Located at 14300 Old Gunpowder Road in Laurel, Maryland, the course is currently played for as little as $11 a round, with $14 fees on weekends. Besides being affordable, the flattish, straightforward track is easy to get around. All that would change if Artery Development Company and The Ryland Group proceed with their plans, which include converting Gunpowder Golf Club into a championship-caliber track with green fees to match. Ault, Clark and Associates has been hired to do the design.
The companies bought the property from Maryland resident Caleb Gould on a promise that a golf course community would be built. The companies plan to build a public-owned, daily-fee facility as part of a 465-acre residential community. The combined properties, of which Gunpowder is a part and which will be renamed Fairland/Gunpowder Golf Course Community, span both Prince George and Montgomery counties and involve a maze of permits before it comes to fruition. In addition to the course, the developers want to build 516 single- and multi-family residences as part of their project.

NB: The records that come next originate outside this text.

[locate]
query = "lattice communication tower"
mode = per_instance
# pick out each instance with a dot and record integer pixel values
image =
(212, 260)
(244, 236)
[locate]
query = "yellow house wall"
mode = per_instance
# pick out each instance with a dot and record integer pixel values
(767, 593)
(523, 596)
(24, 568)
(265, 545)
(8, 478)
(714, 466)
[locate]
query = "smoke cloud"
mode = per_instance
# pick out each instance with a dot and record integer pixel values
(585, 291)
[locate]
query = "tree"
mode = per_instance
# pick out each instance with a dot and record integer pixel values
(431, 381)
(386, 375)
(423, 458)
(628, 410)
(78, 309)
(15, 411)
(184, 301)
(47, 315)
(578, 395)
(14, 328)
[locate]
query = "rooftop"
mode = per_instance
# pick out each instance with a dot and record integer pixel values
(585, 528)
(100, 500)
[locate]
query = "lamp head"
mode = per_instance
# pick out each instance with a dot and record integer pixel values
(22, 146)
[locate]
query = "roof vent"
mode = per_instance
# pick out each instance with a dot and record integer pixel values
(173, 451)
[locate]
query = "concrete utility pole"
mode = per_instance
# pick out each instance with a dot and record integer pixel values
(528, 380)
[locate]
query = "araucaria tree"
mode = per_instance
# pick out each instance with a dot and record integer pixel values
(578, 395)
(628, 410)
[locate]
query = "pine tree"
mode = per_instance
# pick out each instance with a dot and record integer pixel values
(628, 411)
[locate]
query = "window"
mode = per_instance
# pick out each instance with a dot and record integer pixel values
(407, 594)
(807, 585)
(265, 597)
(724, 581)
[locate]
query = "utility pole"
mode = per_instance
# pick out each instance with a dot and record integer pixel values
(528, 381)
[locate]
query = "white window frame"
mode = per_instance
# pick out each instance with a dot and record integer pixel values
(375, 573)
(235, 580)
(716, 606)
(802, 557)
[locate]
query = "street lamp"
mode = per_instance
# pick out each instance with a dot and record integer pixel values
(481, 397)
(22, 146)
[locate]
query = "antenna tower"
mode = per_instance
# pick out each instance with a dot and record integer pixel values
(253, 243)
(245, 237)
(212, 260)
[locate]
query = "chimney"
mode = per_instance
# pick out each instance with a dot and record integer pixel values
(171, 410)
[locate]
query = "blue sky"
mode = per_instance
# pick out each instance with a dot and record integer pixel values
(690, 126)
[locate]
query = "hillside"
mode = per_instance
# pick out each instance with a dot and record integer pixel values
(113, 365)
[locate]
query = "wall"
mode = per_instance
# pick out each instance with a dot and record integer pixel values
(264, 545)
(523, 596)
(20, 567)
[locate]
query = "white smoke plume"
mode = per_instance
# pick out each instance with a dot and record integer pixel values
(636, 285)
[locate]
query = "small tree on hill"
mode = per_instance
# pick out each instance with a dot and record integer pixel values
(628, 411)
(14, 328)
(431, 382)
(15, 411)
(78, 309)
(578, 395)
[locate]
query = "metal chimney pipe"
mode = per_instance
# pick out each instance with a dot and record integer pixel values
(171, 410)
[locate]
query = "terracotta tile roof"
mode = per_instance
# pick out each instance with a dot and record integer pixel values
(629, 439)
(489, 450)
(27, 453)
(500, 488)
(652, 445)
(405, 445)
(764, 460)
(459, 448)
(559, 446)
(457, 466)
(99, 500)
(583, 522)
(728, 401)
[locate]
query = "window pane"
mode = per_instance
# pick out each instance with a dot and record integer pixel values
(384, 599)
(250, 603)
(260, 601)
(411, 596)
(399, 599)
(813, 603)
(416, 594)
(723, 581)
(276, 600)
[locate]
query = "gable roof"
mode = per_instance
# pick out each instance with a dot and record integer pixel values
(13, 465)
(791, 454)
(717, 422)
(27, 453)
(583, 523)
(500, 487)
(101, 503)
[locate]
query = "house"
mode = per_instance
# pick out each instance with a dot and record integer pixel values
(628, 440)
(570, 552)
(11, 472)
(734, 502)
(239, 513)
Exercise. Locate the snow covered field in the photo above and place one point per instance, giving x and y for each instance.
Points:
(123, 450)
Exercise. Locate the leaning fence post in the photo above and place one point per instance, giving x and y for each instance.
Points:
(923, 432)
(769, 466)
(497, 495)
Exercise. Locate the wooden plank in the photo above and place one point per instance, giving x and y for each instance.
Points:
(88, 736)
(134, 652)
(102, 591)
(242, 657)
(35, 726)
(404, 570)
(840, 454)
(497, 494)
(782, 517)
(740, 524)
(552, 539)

The course would still be owned by the Maryland National Capital Park & Planning Commission. Because the course would still be publicly owned, a handful of state legislators entered the fray in support of the seniors. The lawmakers also question how private developers can alter the fee structure of the popular golf course. In response to the legislator’s concern about maintaining "affordable golfing opportunities," Artery and The Ryland Group said they’ll consider reduced fees for senior members when the course reopens.
In addition, the parks commission said it would consider reducing green fees at other commission-owned courses while Gunpowder is being rebuilt. As it stands in early October 2001, further public hearings are scheduled before Gunpowder’s redevelopment plans – and its ulitmate play rates – become final. Cybergolf guesses that Gunpowder’s strong senior golfer contingent, with backing from state officials, will enjoy bargain rates at a handy championship track when it opens for play in spring 2004.